In 1998, José Saramago won the Nobel Prize for literature. Harold Bloom singled him out as a writer with a particular vision. His novel Blindness (1995) has the following title in Portuguese: Ensaio sobre a cegueira.
A story about blindness affecting an unknown city. Only the ophthalmologist's wife escapes it. The story is set in an establishment and the panic of the characters is superbly described. It's an allegorical tale with soldiers guarding the hospital and a government denying the pandemic. Inside is placed opposite outside and suddenly the blindness “disappears" and everyone can see again … Strange, symbolic names like The old man with the black eye patch and The boy with the squint alert the reader to the fact that something more is happening here than a mere literal narrative. I lent my copy to someone and unfortunately can't find it anywhere. How much do we really grasp of this country's literature?
The same applies to South American novels.
Carlos Fuentes, Mario Vargas Llosa, with whom Gabriel García Márquez had a fistfight over a pretty woman, and Julio Cortázar's fanciful novels are excellent. As are Jorge Luis Borges' short stories.
During a visit to Colombia (December 2017-January 2018), this reader thoroughly realised that One Hundred Years of Solitude is essentially a loaded allegorical and political novel. Here's how this text begins:
Many years later, as he faced the firing squad, Colonel Aureliano Buendia was to remember that distant afternoon when his father took him to discover ice. At that time, Macondo was a village of twenty adobe houses, built on the bank of a river of clear water that ran along a bed of polished stones, which were white and enormous, like prehistoric eggs. The world was so recent that many things lacked names, and in order to indicate them it was necessary to point.
Aracataca is the village where Márquez grew up with his grandmother and grandfather, who told him fanciful stories. His parents had to look for work elsewhere and he stayed with Grandma Mina and Grandpa Papelo. (Sound familiar?)
However, attempts to change the village's name to Macondo were unsuccessful.
To what extent can we transfer a concept such as magical realism to our literature? After all, this understanding was established within a Catholic tradition with a belief that the Unseen is visible.
Books transport us to strange spaces. Time and again, it's tied to what we think we know and what we invent, as we experience the strange landscape via the book. And if we are lucky, also in reality.

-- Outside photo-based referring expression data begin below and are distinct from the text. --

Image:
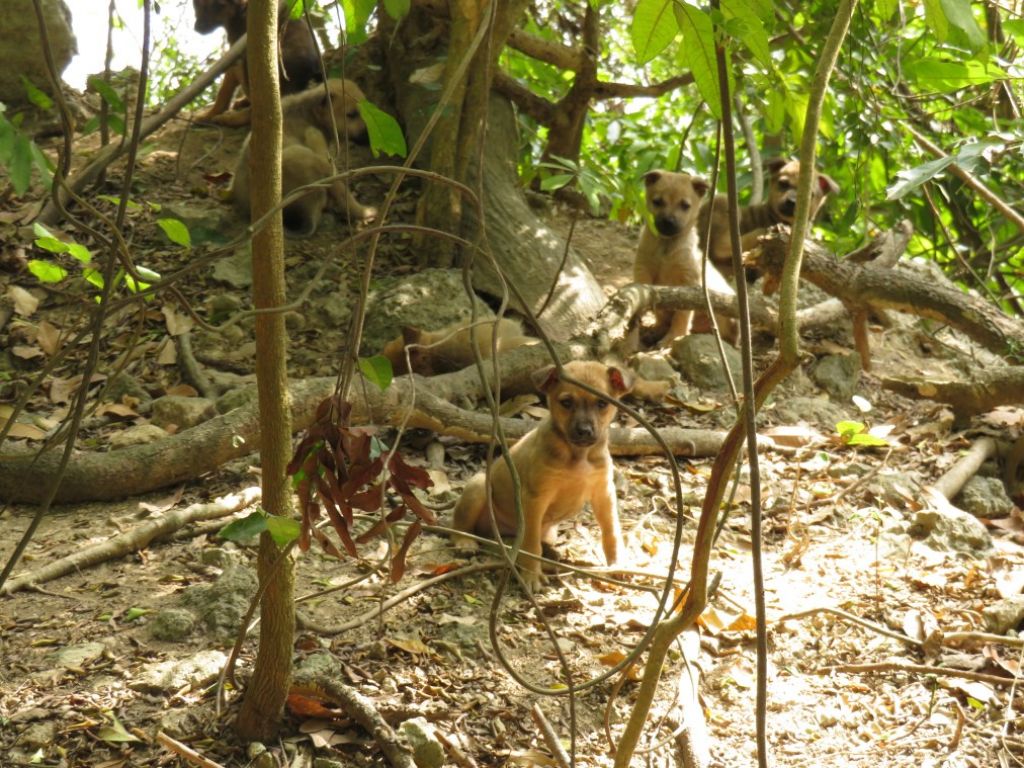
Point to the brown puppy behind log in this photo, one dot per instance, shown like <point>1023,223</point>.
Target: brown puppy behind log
<point>561,464</point>
<point>308,144</point>
<point>299,64</point>
<point>670,254</point>
<point>432,352</point>
<point>779,209</point>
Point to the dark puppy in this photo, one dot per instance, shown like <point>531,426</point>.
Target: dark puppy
<point>309,140</point>
<point>779,209</point>
<point>562,463</point>
<point>299,65</point>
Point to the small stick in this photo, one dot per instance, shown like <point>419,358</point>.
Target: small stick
<point>184,752</point>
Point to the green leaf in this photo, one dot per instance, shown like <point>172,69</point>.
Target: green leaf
<point>946,77</point>
<point>45,271</point>
<point>698,53</point>
<point>653,28</point>
<point>176,231</point>
<point>377,370</point>
<point>385,133</point>
<point>116,733</point>
<point>396,8</point>
<point>284,530</point>
<point>245,529</point>
<point>107,92</point>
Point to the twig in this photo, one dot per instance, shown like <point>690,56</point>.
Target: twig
<point>184,752</point>
<point>134,540</point>
<point>919,669</point>
<point>550,737</point>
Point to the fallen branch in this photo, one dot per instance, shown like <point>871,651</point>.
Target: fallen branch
<point>134,540</point>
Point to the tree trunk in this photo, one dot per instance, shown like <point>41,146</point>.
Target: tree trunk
<point>525,251</point>
<point>263,704</point>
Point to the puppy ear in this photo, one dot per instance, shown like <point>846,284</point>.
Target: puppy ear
<point>546,378</point>
<point>622,380</point>
<point>826,184</point>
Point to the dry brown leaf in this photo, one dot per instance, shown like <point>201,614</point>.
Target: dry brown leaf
<point>25,303</point>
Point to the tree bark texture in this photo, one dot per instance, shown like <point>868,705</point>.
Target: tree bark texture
<point>263,704</point>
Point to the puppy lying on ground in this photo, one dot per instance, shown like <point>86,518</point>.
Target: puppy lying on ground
<point>562,463</point>
<point>779,209</point>
<point>670,255</point>
<point>432,352</point>
<point>307,147</point>
<point>299,64</point>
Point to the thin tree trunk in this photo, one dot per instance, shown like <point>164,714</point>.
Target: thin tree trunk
<point>264,698</point>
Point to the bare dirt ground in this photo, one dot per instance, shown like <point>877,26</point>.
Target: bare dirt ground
<point>839,537</point>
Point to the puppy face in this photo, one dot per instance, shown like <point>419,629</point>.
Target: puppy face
<point>782,193</point>
<point>674,200</point>
<point>579,416</point>
<point>345,97</point>
<point>213,13</point>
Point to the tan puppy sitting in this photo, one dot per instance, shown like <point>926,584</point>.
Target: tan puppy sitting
<point>562,463</point>
<point>670,254</point>
<point>299,64</point>
<point>432,352</point>
<point>309,143</point>
<point>779,209</point>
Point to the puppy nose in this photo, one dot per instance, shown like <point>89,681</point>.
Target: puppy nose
<point>667,226</point>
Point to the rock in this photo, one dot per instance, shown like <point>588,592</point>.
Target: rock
<point>20,46</point>
<point>38,735</point>
<point>168,677</point>
<point>77,656</point>
<point>181,412</point>
<point>838,375</point>
<point>986,498</point>
<point>1005,615</point>
<point>699,361</point>
<point>221,605</point>
<point>172,625</point>
<point>233,398</point>
<point>430,299</point>
<point>946,527</point>
<point>427,751</point>
<point>140,434</point>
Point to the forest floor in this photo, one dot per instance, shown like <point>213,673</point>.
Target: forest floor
<point>78,655</point>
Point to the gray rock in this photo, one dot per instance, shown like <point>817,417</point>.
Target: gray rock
<point>699,361</point>
<point>174,674</point>
<point>1005,614</point>
<point>172,625</point>
<point>946,527</point>
<point>431,299</point>
<point>221,605</point>
<point>76,656</point>
<point>838,375</point>
<point>233,398</point>
<point>20,46</point>
<point>985,497</point>
<point>427,751</point>
<point>38,735</point>
<point>181,412</point>
<point>139,434</point>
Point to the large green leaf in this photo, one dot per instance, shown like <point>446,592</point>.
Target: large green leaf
<point>698,53</point>
<point>652,29</point>
<point>385,133</point>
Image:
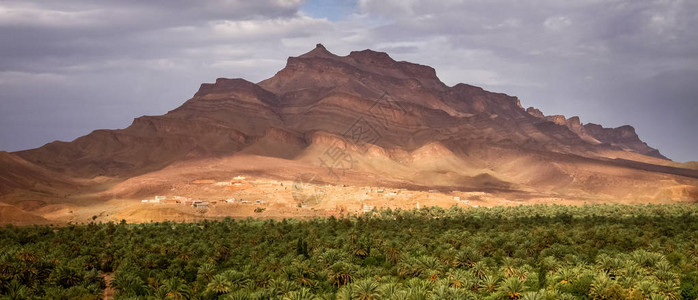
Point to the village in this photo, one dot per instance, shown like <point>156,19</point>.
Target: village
<point>244,194</point>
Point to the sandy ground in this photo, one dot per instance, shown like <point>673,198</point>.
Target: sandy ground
<point>263,198</point>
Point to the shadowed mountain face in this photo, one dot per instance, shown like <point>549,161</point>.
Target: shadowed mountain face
<point>396,120</point>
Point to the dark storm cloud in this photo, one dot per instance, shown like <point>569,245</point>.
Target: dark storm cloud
<point>612,62</point>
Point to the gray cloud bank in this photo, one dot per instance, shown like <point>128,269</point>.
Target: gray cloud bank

During my trip through Colombia, my travel guide placed certain aspects of the grandiose novel One Hundreds Years of Solitude (Cien años de soledad) within a strong political context.
José Arcadio Buendía's dream of a city of mirrors also refers to the uprisings of workers (and the army's entry), the so-called Banana Massacre in 1928. Only one person survives and no one wants to believe his story about the massacre.
You can read about it in my blog.
Although “Gabo" is honoured with flags of his face in almost every village where he was as a child or student, there is also an ambivalent relationship towards him. He left the country, extremely frustrated by the violence and corruption. Like the Turkish novelist Orhan Pamuk, who is similarly critical of his country of origin.
Saramago uses allegory to cover up his criticism. Márquez works with fantasy. Vargas Llosa, from Peru, is also a literary critic and essayist, and the author of The War of the End of the World (La guerra del fin del mundo).
Bloom highly rated this novel, a fictionalisation of the conflict in late 19th-century Brazil.
Great writers use different techniques to shake us awake.